A three-judge panel of the Boston-based 1st U.S. Circuit Court of Appeals at the administration’s request put on hold an injunction issued by a lower-court judge who barred the law from being enforced in 22 states and the District of Columbia.
It marked the latest instance of the appeals court lifting an order by U.S. District Judge Indira Talwani preventing the law from being implemented, after the 1st Circuit on December 12 overturned a ruling she issued in another case brought by Planned Parenthood declaring the law unconstitutional.
A provision in the One Big Beautiful Bill Act, passed by the Republican-led Congress, bars Medicaid funding for tax-exempt organizations that provide family planning and reproductive health services if they perform abortions and received more than $800,000 in Medicaid funds during the 2023 fiscal year.
Planned Parenthood says the law was passed with it in mind and is already having devastating effects, resulting in at least 20 of its health centers closing since Trump signed the measure into law in July.
After the 1st Circuit earlier this year paused Talwani’s initial injunction in Planned Parenthood’s favor, a group of Democratic state attorneys general asked her to block the law’s enforcement again but on different grounds.
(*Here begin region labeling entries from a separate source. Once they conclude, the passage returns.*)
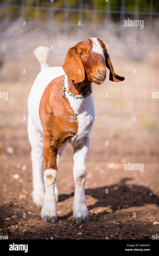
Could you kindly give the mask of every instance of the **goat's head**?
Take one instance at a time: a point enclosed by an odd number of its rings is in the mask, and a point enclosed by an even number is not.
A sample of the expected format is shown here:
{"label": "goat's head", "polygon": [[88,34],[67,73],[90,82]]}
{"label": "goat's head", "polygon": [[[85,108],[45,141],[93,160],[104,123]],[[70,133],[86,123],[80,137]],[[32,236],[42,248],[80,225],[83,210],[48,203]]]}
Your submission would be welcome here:
{"label": "goat's head", "polygon": [[74,83],[89,81],[101,84],[106,77],[106,67],[110,69],[109,80],[120,82],[125,79],[116,74],[107,48],[98,38],[89,38],[77,44],[67,51],[63,66],[66,74]]}

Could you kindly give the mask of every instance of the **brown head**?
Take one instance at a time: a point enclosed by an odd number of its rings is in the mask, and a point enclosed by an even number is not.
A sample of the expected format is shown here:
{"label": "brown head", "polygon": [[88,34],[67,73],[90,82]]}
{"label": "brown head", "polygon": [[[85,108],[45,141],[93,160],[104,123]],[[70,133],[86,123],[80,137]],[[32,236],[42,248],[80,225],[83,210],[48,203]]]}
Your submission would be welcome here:
{"label": "brown head", "polygon": [[67,51],[63,66],[67,75],[74,81],[81,83],[85,79],[101,84],[106,77],[106,67],[110,70],[109,80],[120,82],[124,77],[114,71],[106,47],[98,38],[89,38],[77,44]]}

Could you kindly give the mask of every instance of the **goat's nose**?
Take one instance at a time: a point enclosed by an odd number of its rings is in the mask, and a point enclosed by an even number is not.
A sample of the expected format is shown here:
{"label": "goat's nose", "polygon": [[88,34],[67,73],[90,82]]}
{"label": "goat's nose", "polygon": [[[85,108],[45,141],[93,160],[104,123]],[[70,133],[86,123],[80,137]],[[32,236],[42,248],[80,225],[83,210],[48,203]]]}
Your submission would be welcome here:
{"label": "goat's nose", "polygon": [[99,69],[99,70],[98,70],[98,73],[99,73],[100,75],[102,75],[102,76],[105,76],[106,73],[105,70],[104,70]]}

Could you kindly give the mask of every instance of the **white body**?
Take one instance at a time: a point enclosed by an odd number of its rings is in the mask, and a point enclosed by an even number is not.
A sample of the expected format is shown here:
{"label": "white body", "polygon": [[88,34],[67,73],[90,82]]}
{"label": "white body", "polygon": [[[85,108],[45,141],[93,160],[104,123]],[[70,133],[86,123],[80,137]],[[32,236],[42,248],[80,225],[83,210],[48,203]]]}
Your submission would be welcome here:
{"label": "white body", "polygon": [[[42,217],[46,221],[51,219],[53,222],[55,222],[57,218],[56,203],[58,195],[56,181],[57,171],[51,169],[46,170],[43,178],[43,128],[39,117],[39,109],[41,97],[48,84],[54,78],[64,74],[61,67],[48,67],[42,70],[34,81],[28,100],[28,130],[29,140],[32,147],[33,199],[37,205],[43,206],[41,213]],[[68,89],[67,76],[66,75],[65,76],[65,87]],[[65,92],[65,96],[74,113],[79,117],[80,120],[84,121],[86,119],[87,121],[78,122],[77,133],[65,143],[69,142],[74,148],[73,174],[75,192],[73,212],[74,218],[80,222],[82,220],[88,220],[84,187],[86,175],[86,161],[89,147],[90,132],[94,119],[94,103],[91,94],[84,99],[74,98],[68,95],[67,92]],[[58,149],[57,165],[65,145],[62,145]],[[54,177],[55,181],[54,183],[51,184],[47,183],[46,176],[48,173],[51,173]],[[78,177],[81,175],[82,178],[78,180]],[[51,194],[50,192],[51,188],[54,191]]]}

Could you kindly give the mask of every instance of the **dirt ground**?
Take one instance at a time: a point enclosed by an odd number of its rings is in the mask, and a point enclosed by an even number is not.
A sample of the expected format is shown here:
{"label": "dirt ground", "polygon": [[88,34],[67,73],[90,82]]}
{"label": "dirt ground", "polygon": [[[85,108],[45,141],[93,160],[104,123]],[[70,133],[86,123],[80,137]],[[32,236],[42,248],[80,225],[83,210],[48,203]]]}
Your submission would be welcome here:
{"label": "dirt ground", "polygon": [[15,153],[1,154],[0,235],[9,239],[151,239],[158,233],[158,225],[153,225],[159,221],[157,163],[144,162],[141,172],[124,170],[125,159],[110,163],[89,158],[89,222],[78,224],[72,215],[72,154],[67,146],[59,164],[58,221],[54,224],[41,219],[41,209],[33,202],[30,154],[16,162]]}

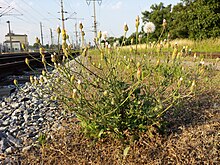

The judge, who was appointed by Democratic President Barack Obama, agreed to do so on December 2, saying the states were likely to succeed in establishing that the law constitutes an unconstitutional retroactive condition on their participation in the Medicaid healthcare program.
But Tuesday’s 1st Circuit panel, comprised only of judges appointed by Democratic presidents, said the Trump administration had demonstrated it was likely to prevail on the merits when its appeal is ultimately heard.